From precolonial days until just before the U.S. Civil War, petitioning was a particular formal procedure that was commonly used by citizens and groups to make their wishes known, especially to legislative bodies, with the expectation that the request would be taken up on the agenda and considered on its merits. In other words, ordinary people introduced the equivalent of “bills” to be debated in legislatures and either passed in law or not. This is not the same as modern initiatives and referenda, which are subject to a public vote and pass or fail without legislative deliberation, although some states do allow for “initiatives to the legislature.” However, in the heyday of petitioning, a single individual could petition the legislature, and that individual’s request would be considered.

There is a provision in the Magna Carta for petitioning the Crown, albeit mediated through a council of barons. I can’t say much about a British petitioning tradition, but I do know that the practice was in full bore in the American colonies. In fact, petitioning was far and away the main source of colonial legislation! Each legislature had special committees to receive petitions and put them on the legislative agenda.

This practice is surely what the founders (James Madison in particular) had in mind when the Petition Clause was included in the First Amendment. And after the United States became a nation and colonies became states, petitioning continued – directed at Congress and state legislatures.
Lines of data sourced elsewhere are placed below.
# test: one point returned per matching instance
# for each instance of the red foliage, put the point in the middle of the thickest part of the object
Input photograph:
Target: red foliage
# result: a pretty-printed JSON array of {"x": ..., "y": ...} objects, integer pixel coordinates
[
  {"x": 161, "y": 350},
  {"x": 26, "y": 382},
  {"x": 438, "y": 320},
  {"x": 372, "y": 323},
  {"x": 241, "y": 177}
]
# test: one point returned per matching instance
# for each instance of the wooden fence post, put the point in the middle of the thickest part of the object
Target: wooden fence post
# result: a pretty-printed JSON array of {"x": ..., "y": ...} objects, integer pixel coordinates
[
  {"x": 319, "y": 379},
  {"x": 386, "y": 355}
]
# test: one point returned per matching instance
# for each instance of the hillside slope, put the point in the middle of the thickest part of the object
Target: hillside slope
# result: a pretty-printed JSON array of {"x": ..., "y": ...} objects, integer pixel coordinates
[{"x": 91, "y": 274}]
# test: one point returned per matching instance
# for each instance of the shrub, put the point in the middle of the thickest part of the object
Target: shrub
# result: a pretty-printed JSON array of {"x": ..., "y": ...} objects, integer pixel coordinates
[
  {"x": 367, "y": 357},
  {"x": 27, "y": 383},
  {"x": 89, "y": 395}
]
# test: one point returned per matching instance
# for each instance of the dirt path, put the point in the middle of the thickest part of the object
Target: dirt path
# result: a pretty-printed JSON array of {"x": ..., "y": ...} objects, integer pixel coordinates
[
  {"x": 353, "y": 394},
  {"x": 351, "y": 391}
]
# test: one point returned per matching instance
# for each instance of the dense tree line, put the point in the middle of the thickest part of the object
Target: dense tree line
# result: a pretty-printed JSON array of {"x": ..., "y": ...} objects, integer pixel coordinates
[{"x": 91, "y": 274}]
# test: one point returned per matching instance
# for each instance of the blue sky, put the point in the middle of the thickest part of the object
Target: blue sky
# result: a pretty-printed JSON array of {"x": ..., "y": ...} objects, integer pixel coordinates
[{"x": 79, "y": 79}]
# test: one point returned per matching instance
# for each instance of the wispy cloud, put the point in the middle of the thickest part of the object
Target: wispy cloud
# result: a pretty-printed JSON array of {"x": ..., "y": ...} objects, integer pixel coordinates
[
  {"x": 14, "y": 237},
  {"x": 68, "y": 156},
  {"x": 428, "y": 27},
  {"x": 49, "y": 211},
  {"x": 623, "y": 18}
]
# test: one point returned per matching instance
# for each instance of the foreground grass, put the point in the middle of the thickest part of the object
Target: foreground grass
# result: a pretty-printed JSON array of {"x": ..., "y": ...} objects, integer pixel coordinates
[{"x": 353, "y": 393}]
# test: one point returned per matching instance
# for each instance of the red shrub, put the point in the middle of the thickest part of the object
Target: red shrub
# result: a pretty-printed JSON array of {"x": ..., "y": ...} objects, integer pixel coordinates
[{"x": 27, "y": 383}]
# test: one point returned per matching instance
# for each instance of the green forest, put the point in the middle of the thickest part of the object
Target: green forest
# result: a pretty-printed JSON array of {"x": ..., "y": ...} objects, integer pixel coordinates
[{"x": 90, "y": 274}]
Then came a head-on collision between abolitionists and an astute, stubborn politician named John C. Calhoun.

In 1836, petitions to ban slavery in the District of Columbia were delivered to Congress. Senators in southern slave states, led by Calhoun, argued that to even HEAR the petitions – to merely receive them – was to accord them legitimacy they did not deserve. The southern senators succeed in passing a “gag” rule of procedure that foreclosed consideration of the petitions. The gag rule was rescinded only a few years later, but Congress has been free of petitions ever since.

Modern federal courts, on the rare occasions that the Petition Clause is raised, consider it to be little more than a right to sue the government, at best. The courts have rejected a citizens’ right to participate in government.

Meanwhile, the Petition Clause has never been repealed. It remains - dormant in practice, but legally in force. Does it have a place in modern American political life?

I do not suggest that petitioning be revived as it was originally practiced. Early legislatures took up petitions on matters that would now be more appropriate for the courts – land disputes, squabbles between individual parties, etc..

I do, however, see that the Petition Clause could be a basis for a Constitutional right of citizen participation. This extends beyond mere speech rights. It is a right to be heard and taken seriously – and then either accepted or rejected with reason given for the decision. Procedures that include citizens in the planning phases of policymaking could suffice as satisfying Petition Clause rights. Government bodies could have formal methods of receiving petitions that mirror the “comment” requirements of the Administrative Procedure Act. I don’t have all the answers to the nitty gritty details, but I believe that procedures could be established without being impossibly cumbersome. They might be cumbersome, but not impossibly so. Sometimes, we accept such things for a greater good.

At present, U.S. citizens have no right to have their government listen to them. I believe the drafters of the Constitution intended us to have such a right.

After almost 175 years, let’s bring the slaveholders’ victory to an end and bring the Petition Clause back to life!